🤖 AI Summary
This work addresses the distributed multi-objective scheduling of LLM inference tasks across heterogeneous edge data centers under spatiotemporal dynamics—including volatile local renewable generation, time-varying electricity pricing, and water resource constraints. We propose the first holistic optimization framework jointly minimizing energy consumption, carbon emissions, water usage, and user-perceived latency. Our approach uniquely integrates the environmental triad (electricity–carbon–water) into a unified model, explicitly capturing spatiotemporal correlations of renewables, hardware heterogeneity across data centers, and strict QoS requirements (e.g., latency SLAs). Formulated as a mixed-integer nonlinear program (MINLP), the problem is solved via a tailored decomposition-based algorithm.
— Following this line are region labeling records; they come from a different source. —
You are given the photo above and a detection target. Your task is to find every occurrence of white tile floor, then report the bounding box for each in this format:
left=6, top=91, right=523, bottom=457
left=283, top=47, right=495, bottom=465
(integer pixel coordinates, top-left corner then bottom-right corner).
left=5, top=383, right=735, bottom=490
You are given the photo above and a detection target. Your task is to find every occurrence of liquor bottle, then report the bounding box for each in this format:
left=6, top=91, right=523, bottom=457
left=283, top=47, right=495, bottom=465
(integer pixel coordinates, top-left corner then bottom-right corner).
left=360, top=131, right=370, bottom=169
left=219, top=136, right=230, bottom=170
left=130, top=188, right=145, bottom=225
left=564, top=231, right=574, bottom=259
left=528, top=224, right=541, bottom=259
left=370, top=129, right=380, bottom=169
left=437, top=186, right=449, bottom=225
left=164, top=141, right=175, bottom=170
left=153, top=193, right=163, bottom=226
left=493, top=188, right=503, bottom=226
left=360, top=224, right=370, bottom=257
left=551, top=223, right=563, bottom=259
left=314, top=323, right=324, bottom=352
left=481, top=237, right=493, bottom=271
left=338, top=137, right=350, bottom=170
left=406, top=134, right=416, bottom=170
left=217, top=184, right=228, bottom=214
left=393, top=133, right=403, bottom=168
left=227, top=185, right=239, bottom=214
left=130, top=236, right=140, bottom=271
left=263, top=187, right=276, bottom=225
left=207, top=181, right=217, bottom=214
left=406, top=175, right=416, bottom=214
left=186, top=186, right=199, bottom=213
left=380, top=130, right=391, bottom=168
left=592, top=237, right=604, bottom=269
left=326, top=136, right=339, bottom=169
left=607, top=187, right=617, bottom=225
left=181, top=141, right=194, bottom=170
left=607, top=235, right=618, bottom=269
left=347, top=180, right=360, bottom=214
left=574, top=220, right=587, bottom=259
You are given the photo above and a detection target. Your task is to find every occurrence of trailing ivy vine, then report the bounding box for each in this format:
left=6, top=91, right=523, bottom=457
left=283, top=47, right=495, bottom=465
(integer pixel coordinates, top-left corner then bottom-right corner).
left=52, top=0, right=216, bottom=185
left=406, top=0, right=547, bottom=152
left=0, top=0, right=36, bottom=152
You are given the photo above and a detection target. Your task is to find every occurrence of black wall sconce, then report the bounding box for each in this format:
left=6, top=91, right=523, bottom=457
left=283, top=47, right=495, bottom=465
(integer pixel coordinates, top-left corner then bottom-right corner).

Experiments on real-world traces demonstrate that our method reduces operational cost by 19.7%, carbon emissions by 23.4%, and water consumption by 16.2% on average over baselines, while satisfying low-latency SLAs for over 98.5% of requests—significantly advancing system-level sustainability and practicality of green AI inference.
📝 Abstract
This letter investigates the optimal allocation of large language model (LLM) inference workloads across heterogeneous edge data centers (DCs) over time. Each DC features on-site renewable generation and faces dynamic electricity prices and spatiotemporal variability in renewable availability. The central question is: how can inference workloads be optimally distributed to the DCs to minimize energy consumption, carbon emissions, and water usage while enhancing user experience? This letter proposes a novel optimization model for LLM service providers to reduce operational costs and environmental impacts. Numerical results validate the efficacy of the proposed approach.